A spotlight on international differences
Some ingredients, such as additives, represent a small percentage of a formulation, yet play an important functional or sensory role. They can also be some of the most heavily regulated aspects of food and beverage products, with requirements varying significantly between countries.
i. Permitted additives and positive lists
The Codex General Standard on Food Additives (CODEX STAN 192-1995, as revised) is heavily influential. Conditions of use for additives are very similar across markets such as the Gulf Cooperation Council, Thailand, Vietnam, Panama, Peru, Ecuador and some African countries, where certain additives can be used with minimal restriction, as per the Table 3 Generally Permitted Additives list compiled by Codex.
Some international markets however, such as Australia, Malaysia, Hong Kong, Brazil, Peru and Chile, do not have their own positive lists of food flavorings. Instead, they refer to flavoring lists evaluated by organizations such as the Joint FAO/WHO Expert Committee on Food Additives (JECFA), the Flavor Extract Manufacturers Association (FEMA) and, in some cases, the European Union.
ii. Artificial ingredients
Use of ‘artificial’ preservatives, antioxidants, sweeteners and colors is more strictly regulated in terms of permitted applications and maximum limits. Furthermore, conditions under which these substances may be used can vary between different markets, particularly in the case of sweeteners.
Incorporating such substances into a formulation can be a limiting factor when it comes to moving products across borders. In addition, their use can trigger certain labeling requirements, such as warning or advisory statements that can have an undesirable impact on consumer perception of a product or brand.

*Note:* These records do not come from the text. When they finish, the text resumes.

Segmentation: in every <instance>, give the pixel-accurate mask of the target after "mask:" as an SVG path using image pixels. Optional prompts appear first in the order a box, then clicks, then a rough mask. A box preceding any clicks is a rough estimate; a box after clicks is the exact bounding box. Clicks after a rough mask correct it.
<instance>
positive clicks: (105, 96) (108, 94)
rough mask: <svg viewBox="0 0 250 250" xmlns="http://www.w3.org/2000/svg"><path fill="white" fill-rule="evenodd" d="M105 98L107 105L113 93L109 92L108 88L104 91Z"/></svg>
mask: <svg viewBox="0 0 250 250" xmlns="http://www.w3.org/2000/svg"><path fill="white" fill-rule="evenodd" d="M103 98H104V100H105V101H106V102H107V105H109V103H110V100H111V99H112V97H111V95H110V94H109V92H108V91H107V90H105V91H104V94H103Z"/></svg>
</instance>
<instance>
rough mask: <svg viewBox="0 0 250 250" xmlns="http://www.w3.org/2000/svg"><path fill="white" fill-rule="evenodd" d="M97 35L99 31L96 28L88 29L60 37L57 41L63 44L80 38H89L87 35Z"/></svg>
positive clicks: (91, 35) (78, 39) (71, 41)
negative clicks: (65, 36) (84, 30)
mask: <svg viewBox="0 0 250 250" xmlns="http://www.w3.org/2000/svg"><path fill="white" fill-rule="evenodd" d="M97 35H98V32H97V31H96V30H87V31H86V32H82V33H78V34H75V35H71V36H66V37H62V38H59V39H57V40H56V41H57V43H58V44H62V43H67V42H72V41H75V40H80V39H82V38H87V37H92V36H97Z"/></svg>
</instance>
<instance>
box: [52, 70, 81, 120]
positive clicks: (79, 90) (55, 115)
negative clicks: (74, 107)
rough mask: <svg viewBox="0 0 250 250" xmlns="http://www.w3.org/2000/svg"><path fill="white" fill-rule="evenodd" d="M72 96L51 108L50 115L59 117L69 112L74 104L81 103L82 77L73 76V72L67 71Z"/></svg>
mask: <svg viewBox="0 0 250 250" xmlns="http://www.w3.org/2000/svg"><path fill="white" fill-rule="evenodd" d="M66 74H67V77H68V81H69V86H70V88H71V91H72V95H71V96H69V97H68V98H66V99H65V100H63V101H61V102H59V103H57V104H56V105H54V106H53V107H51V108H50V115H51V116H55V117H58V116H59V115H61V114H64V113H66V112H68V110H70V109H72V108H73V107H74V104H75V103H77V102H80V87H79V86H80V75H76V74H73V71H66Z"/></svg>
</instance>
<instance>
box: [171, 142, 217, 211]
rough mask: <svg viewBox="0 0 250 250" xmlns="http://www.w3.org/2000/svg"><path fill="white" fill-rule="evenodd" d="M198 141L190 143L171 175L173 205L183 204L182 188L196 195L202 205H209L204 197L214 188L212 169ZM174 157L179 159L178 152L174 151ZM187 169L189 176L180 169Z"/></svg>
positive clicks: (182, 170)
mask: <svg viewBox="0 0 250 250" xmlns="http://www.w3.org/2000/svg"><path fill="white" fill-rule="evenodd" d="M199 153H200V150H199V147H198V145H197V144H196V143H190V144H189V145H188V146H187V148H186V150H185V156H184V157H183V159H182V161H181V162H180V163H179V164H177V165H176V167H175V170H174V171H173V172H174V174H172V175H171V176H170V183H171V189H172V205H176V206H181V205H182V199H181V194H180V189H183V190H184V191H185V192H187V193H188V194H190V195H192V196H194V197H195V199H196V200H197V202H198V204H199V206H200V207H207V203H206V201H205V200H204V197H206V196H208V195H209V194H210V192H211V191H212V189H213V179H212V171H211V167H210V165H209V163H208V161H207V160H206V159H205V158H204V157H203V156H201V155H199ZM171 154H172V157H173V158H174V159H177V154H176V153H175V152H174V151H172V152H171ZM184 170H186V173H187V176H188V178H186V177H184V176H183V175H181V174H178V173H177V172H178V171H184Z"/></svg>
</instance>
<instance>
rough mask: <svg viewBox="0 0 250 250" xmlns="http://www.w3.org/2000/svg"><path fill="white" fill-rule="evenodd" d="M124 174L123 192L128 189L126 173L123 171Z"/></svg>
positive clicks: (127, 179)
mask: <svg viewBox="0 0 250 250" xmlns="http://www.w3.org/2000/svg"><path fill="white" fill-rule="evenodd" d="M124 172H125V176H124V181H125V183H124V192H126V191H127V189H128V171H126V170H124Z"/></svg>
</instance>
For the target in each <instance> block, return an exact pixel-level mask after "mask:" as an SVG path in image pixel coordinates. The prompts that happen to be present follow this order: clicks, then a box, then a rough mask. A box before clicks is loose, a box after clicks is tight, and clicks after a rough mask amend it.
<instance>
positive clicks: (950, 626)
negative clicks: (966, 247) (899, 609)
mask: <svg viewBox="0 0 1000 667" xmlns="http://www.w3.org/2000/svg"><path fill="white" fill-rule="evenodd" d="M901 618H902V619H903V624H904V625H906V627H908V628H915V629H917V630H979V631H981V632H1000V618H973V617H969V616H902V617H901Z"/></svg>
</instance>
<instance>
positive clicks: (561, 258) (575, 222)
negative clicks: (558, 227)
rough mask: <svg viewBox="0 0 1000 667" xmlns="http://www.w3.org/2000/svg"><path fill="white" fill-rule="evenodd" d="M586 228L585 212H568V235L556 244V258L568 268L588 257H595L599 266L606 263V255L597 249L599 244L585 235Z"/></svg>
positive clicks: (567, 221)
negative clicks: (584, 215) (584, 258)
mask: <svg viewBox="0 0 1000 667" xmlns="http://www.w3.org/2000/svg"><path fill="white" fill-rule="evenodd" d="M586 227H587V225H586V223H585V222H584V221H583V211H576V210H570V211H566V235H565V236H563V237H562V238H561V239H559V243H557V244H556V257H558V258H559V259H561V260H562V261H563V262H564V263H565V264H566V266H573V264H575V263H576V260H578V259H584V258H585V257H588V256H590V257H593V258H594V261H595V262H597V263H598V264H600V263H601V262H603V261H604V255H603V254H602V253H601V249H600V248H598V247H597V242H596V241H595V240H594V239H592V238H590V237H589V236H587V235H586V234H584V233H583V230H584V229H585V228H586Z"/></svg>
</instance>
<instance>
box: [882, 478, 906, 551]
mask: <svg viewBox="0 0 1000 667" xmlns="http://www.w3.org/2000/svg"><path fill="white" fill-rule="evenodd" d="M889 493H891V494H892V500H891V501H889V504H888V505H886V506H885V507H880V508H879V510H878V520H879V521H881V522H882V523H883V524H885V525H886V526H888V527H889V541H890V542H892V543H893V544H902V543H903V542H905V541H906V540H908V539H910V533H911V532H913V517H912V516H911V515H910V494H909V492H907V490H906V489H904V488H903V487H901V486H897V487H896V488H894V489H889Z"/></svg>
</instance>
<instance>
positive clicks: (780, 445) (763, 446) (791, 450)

iii. Sourcing natural alternatives
Identifying and sourcing natural alternatives may be possible but finding a like-for-like substitute that provides the same functional properties as its chemical counterpart is challenging. It’s important to qualify and evaluate the performance of natural alternatives in specific applications across the full spectrum of product manufacture, distribution and consumption. This is a highly complex area that is best orchestrated by food scientists. For brand-signature products we would suggest translating conventional sensory profiling into analytical criteria that can be measured objectively in near real-time across a global manufacturing base.
iv. Herbal ingredients
Adding herbal ingredients to a formula, particularly botanicals with medicinal properties, can be problematic from a globalization perspective. In the Far East, where there is a cultural history of herbal medicines and botanical ingredients in foods, regulations are fairly comprehensive. Japan, South Korea and Taiwan have well-established lists of permissible botanic ingredients. For some species, legislation even specifies which parts of the plant can be used.
v. New-to-market ingredients
Adding botanicals to a formula can be challenging in circumstances where an ingredient originates in a foreign country and has no prior history of consumption in the country of destination. In these situations, pre-market authorization for novel food is often required; in some countries, this can be a lengthy and costly process.
vi. Ingredients of animal origin
Ingredients of animal origin can pose similar complexities. Cultural and religious beliefs represent a barrier to trade in some parts of the Middle East, Israel and India, in terms of labeling, product certification and import restrictions, as well as formulation.
Making the most of changing the formulation
Sometimes, there’s no escaping the need to adjust a formulation. When this happens, best practice would be to use this opportunity to review it in its entirety, so that it can be adapted to suit a greater number of markets. Rationalizing to one formulation across all of your markets is unlikely to be an option, but it will be possible to keep the number of variations to a minimum and hence take advantage of international synergies and maximize economies of scale. To do this well will require active collaboration between regulatory experts, food scientists and sensory specialists, and the earlier this happens, the smoother the process.